By Yuliia Dysa and Tom Balmforth

KYIV (Reuters) – President Volodymyr Zelenskiy said on Monday that “serious” members of U.S. President Donald Trump’s team would travel to Ukraine this week for the first time, as diplomatic efforts to end the war with Russia intensify.

Zelenskiy, who is trying to forge close relations with Trump as the U.S. president seeks to rapidly stop the bloodshed, said the visit would take place before the February 14-16 Munich Security Conference, though he did not clarify who would visit.

“This week, some people from the Trump team, serious ones, will be in Ukraine – even before the Munich conference,” he said in a video released by the UNIAN news agency.

Zelenskiy also confirmed that he planned to meet U.S. Vice President JD Vance at the Munich conference and that his team was trying to set up a meeting with Trump.

“Our teams are also working on dialogue and a meeting with President Trump,” he said, days after Trump said he would “probably” meet with Zelenskiy this week.

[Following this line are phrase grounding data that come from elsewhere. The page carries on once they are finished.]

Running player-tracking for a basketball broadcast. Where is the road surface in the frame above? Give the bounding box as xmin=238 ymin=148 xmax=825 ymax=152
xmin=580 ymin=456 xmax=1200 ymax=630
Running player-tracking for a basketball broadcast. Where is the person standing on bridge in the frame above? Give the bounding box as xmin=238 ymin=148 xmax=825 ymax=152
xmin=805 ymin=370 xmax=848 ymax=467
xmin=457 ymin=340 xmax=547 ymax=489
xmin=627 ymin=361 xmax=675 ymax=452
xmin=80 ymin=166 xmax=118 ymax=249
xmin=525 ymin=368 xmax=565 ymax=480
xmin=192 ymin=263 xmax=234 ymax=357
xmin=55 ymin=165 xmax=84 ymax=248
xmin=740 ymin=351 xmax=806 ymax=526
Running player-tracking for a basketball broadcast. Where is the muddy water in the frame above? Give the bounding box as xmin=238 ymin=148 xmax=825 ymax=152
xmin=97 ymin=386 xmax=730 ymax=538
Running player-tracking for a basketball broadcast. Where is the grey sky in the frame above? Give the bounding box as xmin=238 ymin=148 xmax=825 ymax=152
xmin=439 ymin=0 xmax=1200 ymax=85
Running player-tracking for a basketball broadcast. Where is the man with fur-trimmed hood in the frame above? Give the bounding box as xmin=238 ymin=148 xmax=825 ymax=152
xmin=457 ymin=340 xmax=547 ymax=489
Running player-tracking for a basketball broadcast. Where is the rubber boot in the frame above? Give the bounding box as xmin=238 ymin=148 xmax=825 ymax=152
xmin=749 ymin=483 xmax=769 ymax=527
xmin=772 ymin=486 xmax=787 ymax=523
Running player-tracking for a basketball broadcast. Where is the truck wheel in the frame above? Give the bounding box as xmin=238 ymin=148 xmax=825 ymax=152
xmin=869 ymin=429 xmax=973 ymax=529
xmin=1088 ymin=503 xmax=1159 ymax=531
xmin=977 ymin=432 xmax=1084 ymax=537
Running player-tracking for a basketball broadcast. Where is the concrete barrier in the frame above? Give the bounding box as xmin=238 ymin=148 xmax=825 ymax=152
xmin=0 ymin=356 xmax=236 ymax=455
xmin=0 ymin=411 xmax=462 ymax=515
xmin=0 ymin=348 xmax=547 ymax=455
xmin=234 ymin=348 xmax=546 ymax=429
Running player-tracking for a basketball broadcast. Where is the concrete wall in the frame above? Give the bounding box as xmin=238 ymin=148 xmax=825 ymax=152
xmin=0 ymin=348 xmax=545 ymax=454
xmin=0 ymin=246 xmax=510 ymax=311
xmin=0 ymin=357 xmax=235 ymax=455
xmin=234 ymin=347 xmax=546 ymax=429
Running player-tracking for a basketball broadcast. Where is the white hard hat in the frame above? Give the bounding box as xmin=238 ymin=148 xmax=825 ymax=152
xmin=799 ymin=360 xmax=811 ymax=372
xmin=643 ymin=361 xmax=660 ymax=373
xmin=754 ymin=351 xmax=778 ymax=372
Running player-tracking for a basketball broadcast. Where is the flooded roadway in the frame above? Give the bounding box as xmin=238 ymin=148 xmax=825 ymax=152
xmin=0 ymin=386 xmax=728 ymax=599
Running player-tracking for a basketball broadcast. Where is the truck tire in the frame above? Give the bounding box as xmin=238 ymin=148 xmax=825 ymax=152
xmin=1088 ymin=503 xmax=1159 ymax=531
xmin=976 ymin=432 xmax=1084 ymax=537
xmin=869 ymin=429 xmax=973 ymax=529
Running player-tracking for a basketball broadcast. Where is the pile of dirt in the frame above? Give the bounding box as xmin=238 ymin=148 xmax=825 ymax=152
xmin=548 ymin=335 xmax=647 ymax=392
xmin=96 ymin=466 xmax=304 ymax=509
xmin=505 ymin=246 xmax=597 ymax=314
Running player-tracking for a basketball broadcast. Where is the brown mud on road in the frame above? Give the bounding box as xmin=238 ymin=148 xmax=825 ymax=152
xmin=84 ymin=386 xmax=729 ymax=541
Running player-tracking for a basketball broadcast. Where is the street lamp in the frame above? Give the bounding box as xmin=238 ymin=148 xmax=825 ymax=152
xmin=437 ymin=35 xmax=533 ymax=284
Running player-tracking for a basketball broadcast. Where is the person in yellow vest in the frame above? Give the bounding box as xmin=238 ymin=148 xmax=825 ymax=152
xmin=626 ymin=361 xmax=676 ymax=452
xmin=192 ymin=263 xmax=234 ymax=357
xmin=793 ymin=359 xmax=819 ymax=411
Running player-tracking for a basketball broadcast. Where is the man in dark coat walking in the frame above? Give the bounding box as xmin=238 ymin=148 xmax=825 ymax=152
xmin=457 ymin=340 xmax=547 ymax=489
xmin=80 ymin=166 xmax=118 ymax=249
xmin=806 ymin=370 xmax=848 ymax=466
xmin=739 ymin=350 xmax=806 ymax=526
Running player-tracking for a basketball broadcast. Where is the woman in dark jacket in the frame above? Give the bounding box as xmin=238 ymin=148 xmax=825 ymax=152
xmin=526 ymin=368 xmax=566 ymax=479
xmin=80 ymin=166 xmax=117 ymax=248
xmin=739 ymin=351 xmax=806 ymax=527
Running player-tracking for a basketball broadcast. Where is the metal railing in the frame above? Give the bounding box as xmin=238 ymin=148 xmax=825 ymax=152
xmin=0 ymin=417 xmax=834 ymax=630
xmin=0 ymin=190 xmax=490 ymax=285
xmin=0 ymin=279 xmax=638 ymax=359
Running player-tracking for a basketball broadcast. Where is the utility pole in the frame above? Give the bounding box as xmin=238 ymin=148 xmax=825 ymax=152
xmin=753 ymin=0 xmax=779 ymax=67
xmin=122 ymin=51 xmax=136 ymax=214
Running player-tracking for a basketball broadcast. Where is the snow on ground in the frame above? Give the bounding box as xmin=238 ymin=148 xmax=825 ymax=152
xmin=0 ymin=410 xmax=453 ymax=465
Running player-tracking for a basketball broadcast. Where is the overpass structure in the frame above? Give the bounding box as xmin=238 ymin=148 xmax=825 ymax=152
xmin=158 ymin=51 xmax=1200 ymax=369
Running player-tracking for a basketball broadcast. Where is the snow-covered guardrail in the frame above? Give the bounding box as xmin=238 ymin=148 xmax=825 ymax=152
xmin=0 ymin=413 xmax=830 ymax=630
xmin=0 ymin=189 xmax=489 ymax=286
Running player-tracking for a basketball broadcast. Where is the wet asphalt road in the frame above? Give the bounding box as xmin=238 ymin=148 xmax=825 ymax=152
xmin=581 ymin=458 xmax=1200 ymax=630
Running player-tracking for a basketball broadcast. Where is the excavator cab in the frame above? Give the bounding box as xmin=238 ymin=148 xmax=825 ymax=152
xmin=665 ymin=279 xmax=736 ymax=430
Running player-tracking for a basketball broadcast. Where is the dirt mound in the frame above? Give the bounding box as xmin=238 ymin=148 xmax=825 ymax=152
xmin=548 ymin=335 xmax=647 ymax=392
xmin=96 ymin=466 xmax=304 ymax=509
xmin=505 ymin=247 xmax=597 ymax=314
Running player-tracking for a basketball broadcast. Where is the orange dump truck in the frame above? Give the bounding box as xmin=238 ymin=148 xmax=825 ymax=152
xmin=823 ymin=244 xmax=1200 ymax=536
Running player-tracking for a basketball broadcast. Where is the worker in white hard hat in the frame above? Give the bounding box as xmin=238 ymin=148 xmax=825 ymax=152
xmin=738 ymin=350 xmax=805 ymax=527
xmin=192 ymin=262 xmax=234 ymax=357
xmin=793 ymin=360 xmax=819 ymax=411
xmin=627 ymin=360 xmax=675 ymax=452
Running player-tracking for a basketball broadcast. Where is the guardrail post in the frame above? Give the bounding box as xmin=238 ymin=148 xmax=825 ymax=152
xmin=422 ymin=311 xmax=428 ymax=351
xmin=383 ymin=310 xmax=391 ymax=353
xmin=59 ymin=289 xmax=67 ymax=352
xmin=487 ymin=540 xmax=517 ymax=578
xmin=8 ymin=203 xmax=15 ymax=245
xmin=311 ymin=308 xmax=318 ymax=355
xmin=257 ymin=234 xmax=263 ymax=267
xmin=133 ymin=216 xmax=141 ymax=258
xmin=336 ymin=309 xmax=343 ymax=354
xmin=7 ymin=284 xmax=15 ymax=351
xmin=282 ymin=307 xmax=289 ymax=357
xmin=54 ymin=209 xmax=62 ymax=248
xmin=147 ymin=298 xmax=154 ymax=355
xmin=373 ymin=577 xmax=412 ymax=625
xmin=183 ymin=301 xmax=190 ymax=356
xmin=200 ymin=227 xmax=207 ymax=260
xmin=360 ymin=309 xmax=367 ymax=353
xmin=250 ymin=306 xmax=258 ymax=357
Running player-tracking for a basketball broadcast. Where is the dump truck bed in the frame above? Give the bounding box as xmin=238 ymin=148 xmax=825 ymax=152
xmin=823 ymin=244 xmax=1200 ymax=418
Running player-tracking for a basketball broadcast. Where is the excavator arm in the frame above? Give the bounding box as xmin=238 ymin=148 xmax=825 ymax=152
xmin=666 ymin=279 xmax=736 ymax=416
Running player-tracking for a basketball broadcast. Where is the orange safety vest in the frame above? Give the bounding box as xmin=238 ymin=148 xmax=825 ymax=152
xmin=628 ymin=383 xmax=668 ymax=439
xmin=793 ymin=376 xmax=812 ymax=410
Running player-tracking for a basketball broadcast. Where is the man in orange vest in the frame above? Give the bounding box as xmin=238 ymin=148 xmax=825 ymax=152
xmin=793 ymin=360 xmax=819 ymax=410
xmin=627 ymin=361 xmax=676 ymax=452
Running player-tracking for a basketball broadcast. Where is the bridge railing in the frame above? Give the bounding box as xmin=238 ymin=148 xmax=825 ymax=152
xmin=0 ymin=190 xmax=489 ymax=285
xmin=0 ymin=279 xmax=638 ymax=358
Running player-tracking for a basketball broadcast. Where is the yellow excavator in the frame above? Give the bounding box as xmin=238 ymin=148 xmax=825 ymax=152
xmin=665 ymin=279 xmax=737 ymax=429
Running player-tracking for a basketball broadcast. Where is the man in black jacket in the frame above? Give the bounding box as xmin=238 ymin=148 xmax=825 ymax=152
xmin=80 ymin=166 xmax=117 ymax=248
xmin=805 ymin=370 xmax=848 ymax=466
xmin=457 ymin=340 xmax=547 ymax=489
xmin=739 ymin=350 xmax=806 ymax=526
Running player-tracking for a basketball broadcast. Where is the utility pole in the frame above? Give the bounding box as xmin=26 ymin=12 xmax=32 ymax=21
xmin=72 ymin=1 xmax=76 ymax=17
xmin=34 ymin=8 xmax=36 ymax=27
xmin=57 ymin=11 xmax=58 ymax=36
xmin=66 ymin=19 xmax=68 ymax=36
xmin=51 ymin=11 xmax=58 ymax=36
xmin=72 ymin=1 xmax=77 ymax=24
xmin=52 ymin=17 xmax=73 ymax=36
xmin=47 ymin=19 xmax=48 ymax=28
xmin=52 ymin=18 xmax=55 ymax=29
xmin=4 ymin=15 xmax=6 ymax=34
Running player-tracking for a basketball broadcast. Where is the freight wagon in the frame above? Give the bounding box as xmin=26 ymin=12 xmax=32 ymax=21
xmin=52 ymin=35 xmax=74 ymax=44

The United States has been Ukraine’s most important ally since Russia’s full-scale invasion in February 2022 and Kyiv is trying to win over the new Trump administration with an offer of a partnership to develop deposits of critical minerals.

Russian troops have been gaining ground in the east for months, throwing huge resources at an unrelenting offensive while Kyiv’s smaller army grapples with a shortage of soldiers and frets over future weapons supplies from abroad.

Zelenskiy, who praised Trump’s election win in November, has said it is important that he meets with the U.S. president in person to decide strategy, before Trump sits down for talks with Russian President Vladimir Putin.

“It’s important for me today to focus on the practical work of the Ukrainian and U.S. teams, on a common vision, preferably, of the main things,” Zelenskiy said, alluding to his quest to win security guarantees from the West.

‘PRODUCTIVE WORK’

Trump has not clarified his policy to end the war, including whether the U.S. will continue providing weapons to Ukraine.

Trump indicated on Sunday that he had been in contact with Putin, without specifying when. The Kremlin neither confirmed nor denied those contacts.

“Let’s see who, how and whether it is true,” Zelenskiy said.

On Monday, Russia’s point man for relations with the United States, Deputy Foreign Minister Sergei Ryabkov, said all of Putin’s conditions must be met in full before the war in Ukraine could end.

Those conditions include Ukraine dropping its NATO ambitions and withdrawing its troops from the entire territory of four Ukrainian regions claimed and partly controlled by Russia. Kyiv and its European allies see that as akin to capitulation.

Zelenskiy said in Monday’s remarks that he was expecting “productive work” with U.S. officials in Ukraine after the Munich conference.

Keith Kellogg, Trump’s special envoy for Ukraine and Russia, is expected to visit Kyiv this month after the postponement of a visit that was initially planned before Trump’s inauguration. Kellogg is also attending the Munich conference.